After the Kavalan Solist Brandy and Port casks, we finished our trio with the familiar Sherry cask.

Except this is the thing about all Kavalan Solist whiskies, each is a unique cask which means there is also something to discover about the elements specific to that particular cask – be it from 2008, 2009 and even two from (20102010).

So which one did we try? A cask from June 2009….
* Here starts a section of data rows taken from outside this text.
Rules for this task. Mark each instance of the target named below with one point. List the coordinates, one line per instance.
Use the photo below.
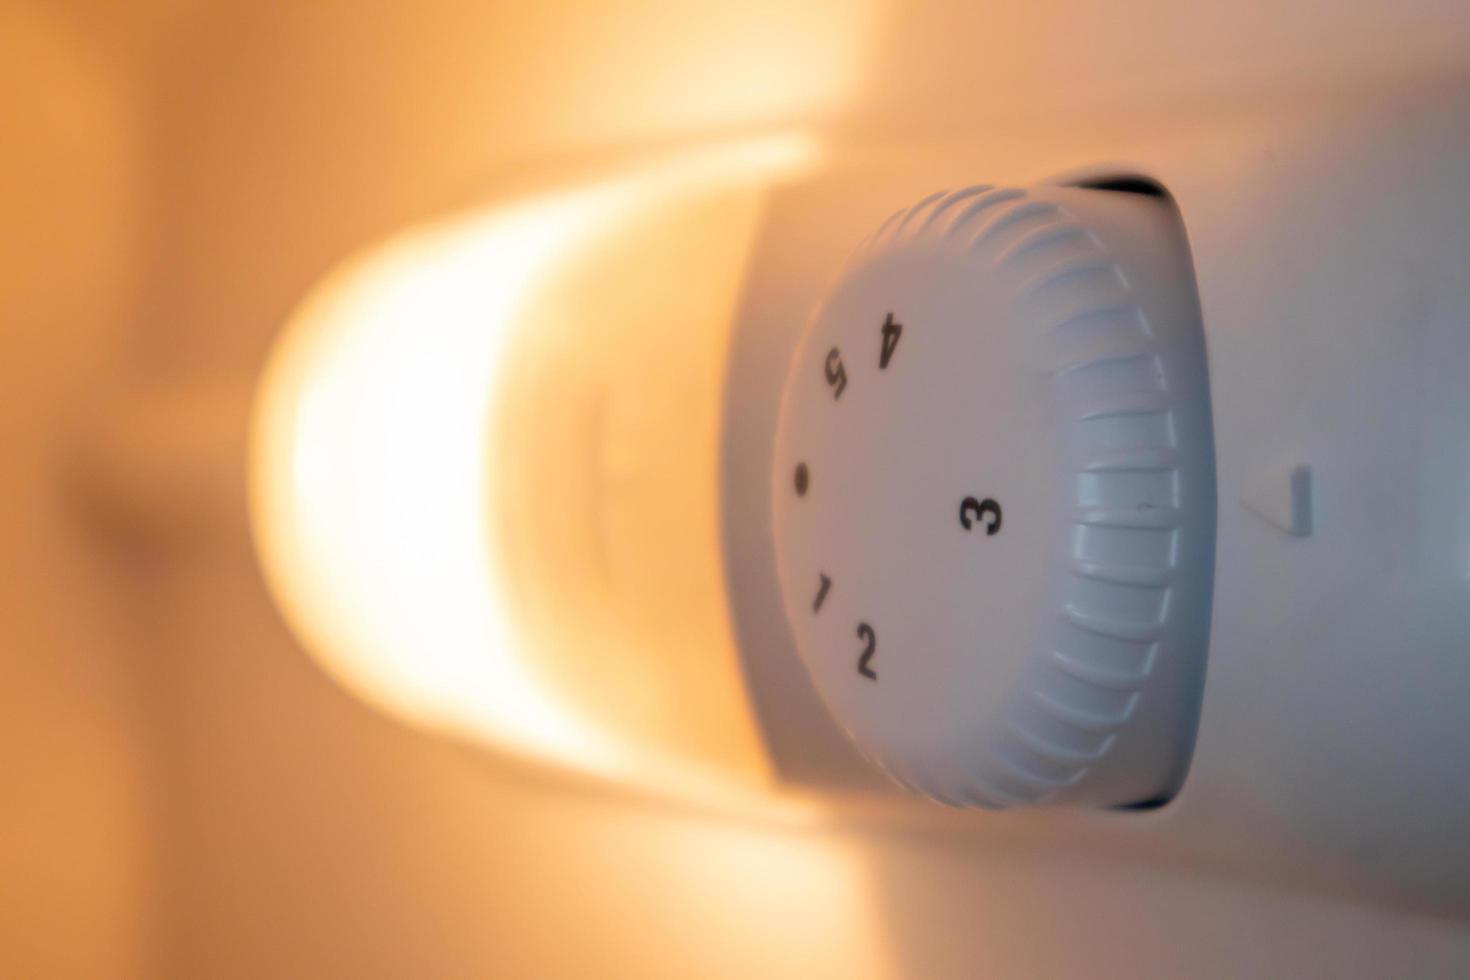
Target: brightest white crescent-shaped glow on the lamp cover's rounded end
(368, 478)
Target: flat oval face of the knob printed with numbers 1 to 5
(912, 521)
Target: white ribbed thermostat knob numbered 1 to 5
(994, 499)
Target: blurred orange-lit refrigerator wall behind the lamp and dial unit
(187, 794)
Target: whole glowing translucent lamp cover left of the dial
(484, 466)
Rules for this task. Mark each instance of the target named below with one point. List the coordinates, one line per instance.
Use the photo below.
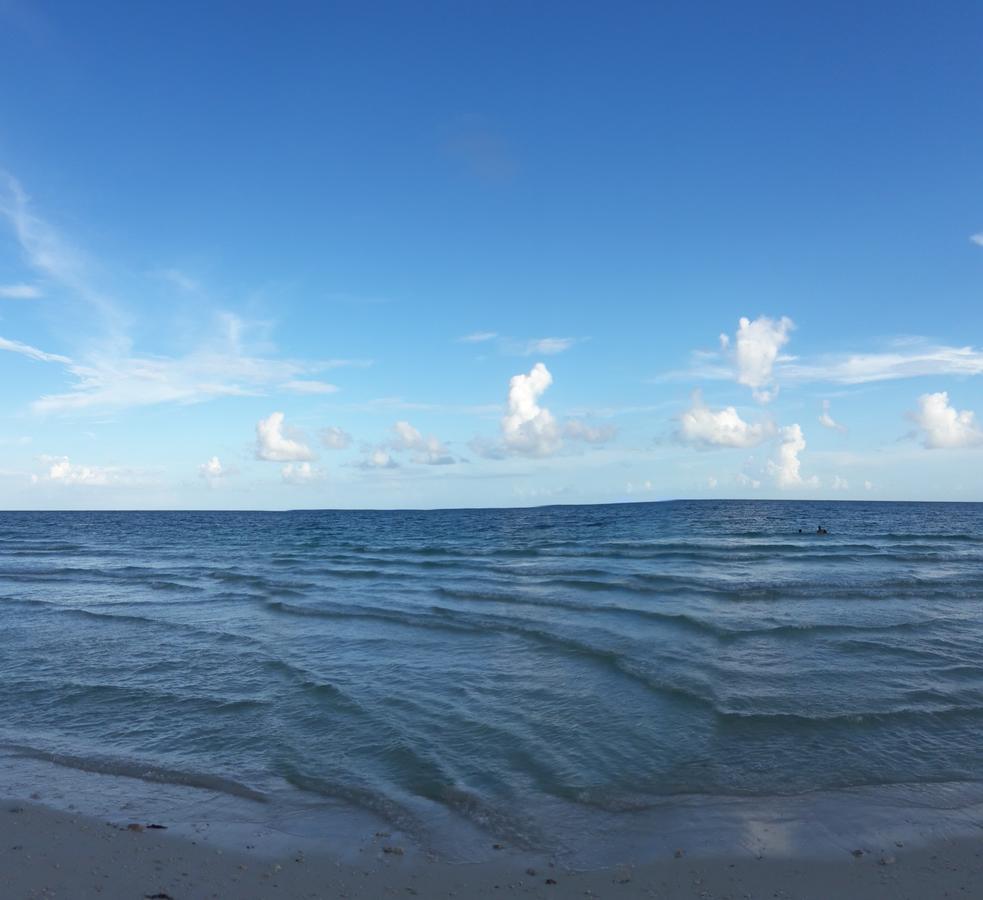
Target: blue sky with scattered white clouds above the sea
(459, 254)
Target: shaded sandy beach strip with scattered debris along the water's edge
(50, 853)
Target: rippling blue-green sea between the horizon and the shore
(498, 664)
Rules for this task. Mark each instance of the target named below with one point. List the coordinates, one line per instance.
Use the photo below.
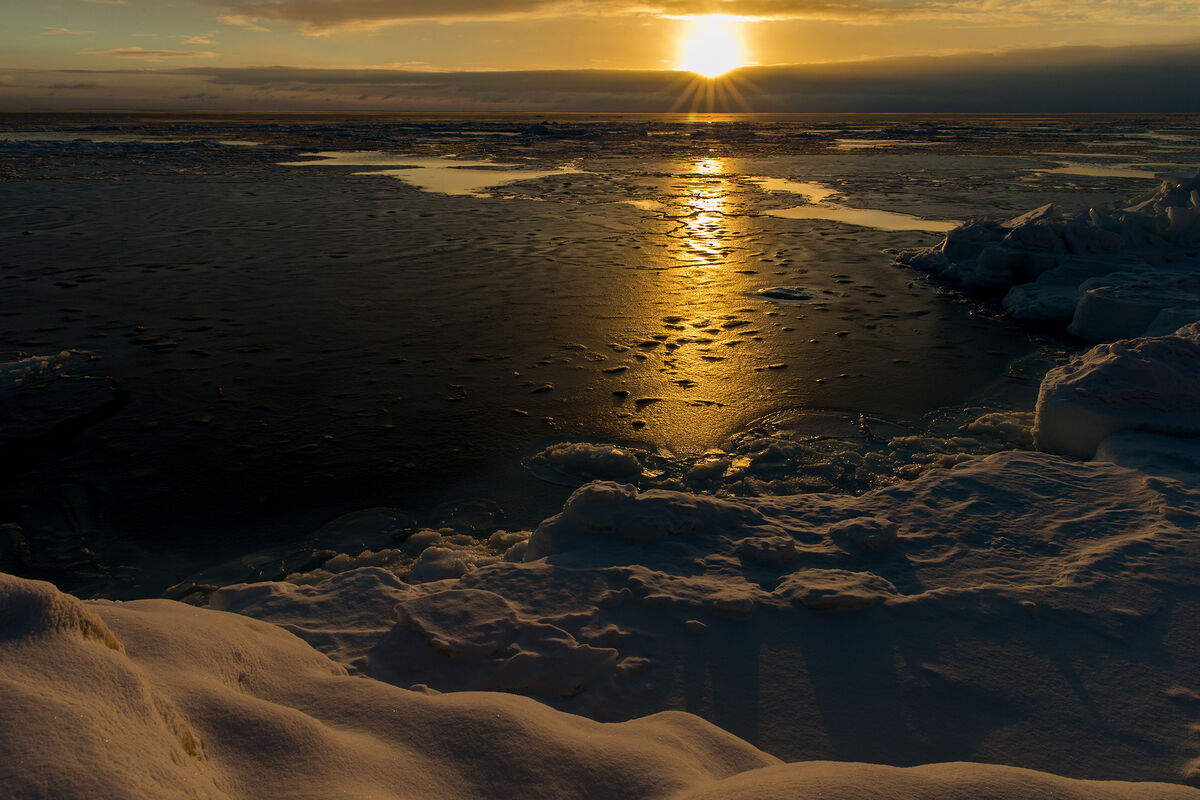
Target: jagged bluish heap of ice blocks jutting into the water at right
(1107, 272)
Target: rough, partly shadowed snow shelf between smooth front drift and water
(975, 613)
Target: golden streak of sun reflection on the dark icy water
(695, 316)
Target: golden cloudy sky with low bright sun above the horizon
(796, 56)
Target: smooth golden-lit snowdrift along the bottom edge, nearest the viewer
(159, 700)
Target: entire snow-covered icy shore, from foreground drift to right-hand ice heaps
(1019, 609)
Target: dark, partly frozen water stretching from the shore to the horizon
(255, 348)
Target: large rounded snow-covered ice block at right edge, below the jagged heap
(1147, 384)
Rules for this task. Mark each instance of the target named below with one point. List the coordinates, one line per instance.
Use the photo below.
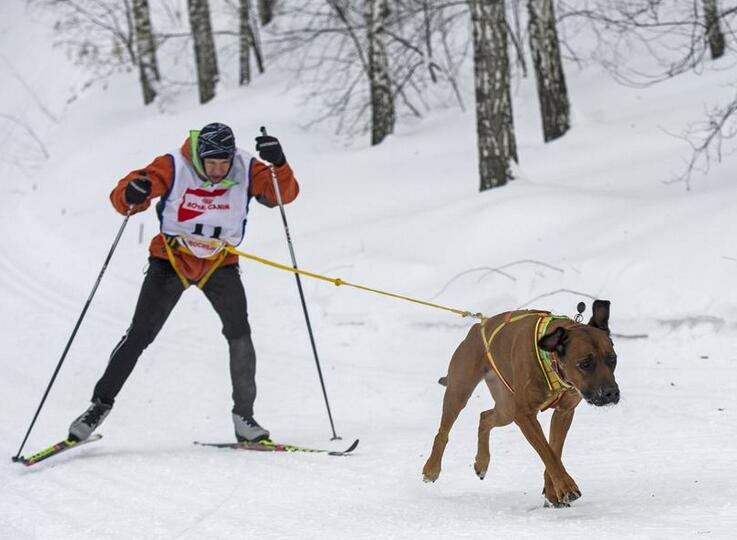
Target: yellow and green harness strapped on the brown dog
(547, 361)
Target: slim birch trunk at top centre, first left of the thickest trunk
(382, 99)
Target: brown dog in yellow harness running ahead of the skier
(530, 361)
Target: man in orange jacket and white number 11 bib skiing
(204, 190)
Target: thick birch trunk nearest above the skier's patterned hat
(204, 48)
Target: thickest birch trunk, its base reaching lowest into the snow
(494, 121)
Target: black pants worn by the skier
(160, 292)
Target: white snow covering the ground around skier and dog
(406, 217)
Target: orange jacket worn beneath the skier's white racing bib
(161, 173)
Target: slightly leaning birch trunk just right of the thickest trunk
(551, 84)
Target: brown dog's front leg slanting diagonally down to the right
(563, 489)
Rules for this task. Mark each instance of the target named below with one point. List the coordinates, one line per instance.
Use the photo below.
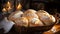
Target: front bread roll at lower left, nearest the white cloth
(23, 21)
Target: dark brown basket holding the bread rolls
(22, 29)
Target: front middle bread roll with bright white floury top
(35, 22)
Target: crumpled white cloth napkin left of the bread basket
(6, 25)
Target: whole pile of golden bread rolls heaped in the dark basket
(32, 18)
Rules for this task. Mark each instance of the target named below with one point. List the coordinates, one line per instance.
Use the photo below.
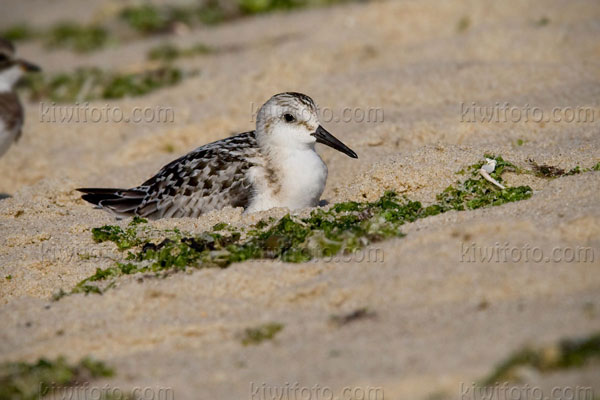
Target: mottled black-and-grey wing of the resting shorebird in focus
(210, 177)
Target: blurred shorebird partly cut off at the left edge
(11, 111)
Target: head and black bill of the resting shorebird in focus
(291, 120)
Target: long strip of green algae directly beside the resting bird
(344, 228)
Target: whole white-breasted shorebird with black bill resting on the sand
(275, 165)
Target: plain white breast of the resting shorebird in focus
(300, 180)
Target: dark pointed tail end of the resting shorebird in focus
(118, 201)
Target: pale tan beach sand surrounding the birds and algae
(440, 319)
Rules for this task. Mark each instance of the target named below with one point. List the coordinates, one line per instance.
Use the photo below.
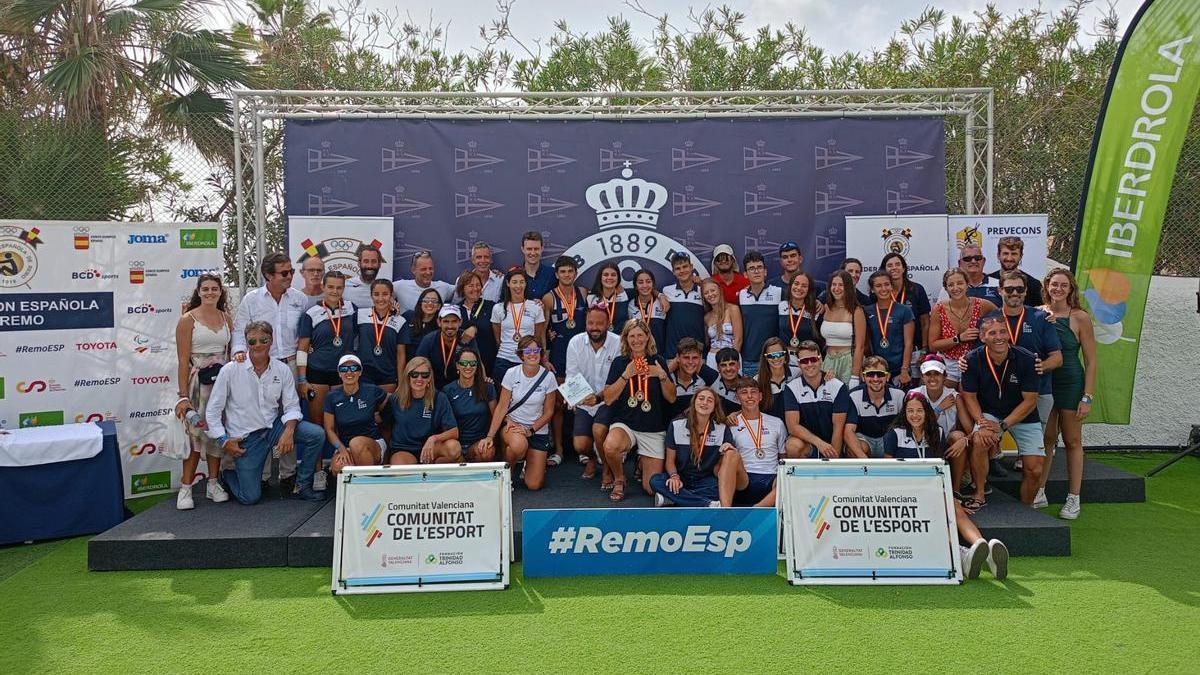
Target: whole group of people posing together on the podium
(710, 381)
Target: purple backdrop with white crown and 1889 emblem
(687, 186)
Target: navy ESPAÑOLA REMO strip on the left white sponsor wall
(56, 312)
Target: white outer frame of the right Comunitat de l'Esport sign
(789, 494)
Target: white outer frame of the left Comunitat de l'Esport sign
(497, 473)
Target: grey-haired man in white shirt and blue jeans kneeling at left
(253, 411)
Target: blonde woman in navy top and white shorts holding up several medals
(639, 392)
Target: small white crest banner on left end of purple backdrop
(337, 241)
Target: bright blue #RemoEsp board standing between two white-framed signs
(649, 541)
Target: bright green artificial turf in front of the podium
(1126, 601)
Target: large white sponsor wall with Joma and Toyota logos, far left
(89, 332)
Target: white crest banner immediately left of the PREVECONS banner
(919, 238)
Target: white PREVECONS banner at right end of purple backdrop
(987, 231)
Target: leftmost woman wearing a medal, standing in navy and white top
(326, 336)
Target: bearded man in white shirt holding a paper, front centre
(591, 355)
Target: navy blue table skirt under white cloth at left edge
(68, 499)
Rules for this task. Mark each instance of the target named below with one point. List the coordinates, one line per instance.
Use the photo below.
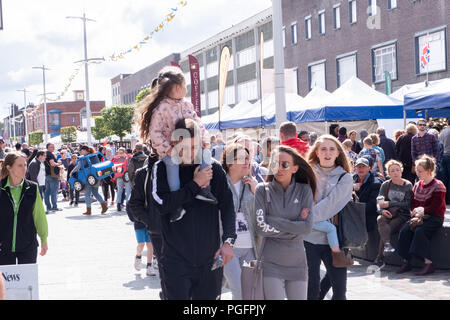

Kavalan Solist Sherry Cask S0906080388 Bottle 098/522 57.8%

Nikkhil’s tasting notes

  • Color: Dark Varnish
  • Nose: Now that’s what you call a Sherry monster! A blast of prunes, orange oil, espresso, chocolate. Whiff of pencil shavings, tobacco, leather, old furniture. Stunning!
  • Palate: Thick like treacle. Gorgeous mouthfeel, if only silk was edible! Follows the nose note to note. It was Christmas all over again. Drams like these should not be dissected. They are simply too complex for words. Hence I’m going to stop. Just sit back and enjoy this masterpiece.
  • With Water: All the gorgeousness gets amplified.
  • Finish: Long and warming. Like a conversation with an old friend.

Photo: Keshav Prakash

And now… to shift from what the tasting group had to say to the separate sampling session…

Carissa’s tasting notes:

  • Nose – More restrained than the 2nd dram, yet clearly has a solid sherry quality, dry, tight fruits
  • Palate – Rich, velvety quality, coffee, chocolate, complex, almost evaporates in the mouth, gorgeous and completely delicious, silky smooth and refined
  • Finish – Not just long, simply remarkable

The colour alone gives it away – deep dark maple syrup. Had all the hallmarks of a mature whisky – the way a sherry cask matured dram should be. “We are not worthy.” Exceptional.

Photo: Keshav Prakash

And the reveal?? Kavalan Sherry… not old at all, just the beneficiary of an accelerated maturation in the warm climate of Taiwan.

The folks at Kavalan have this to say about their Sherry Cask:

Matured in Spanish top quality oloroso sherry casks in special editions, Kavalan Solist Sherry is bottled at the distillery, without any colouring or chill-filtration. It is a naturally smooth and rich whisky with a complex character. It is clean and complex with multi-layers of dried fruit, nuttiness and spices with some marzipan and vanilla touches to it as well.

  • Color – Dark and mouth-watering raisin
  • Nose – Clean and complex with multi-layers of dried fruit, nuttiness and spices with some marzipan and vanilla touches to it as well.
  • Palate – Rich, oily and full with pleasant dried fruit and spices that linger on in the mouth plus a hint of fine coffee.
  • Tasting – We suggest drinking Kavalan Solist Oloroso Sherry Cask neat.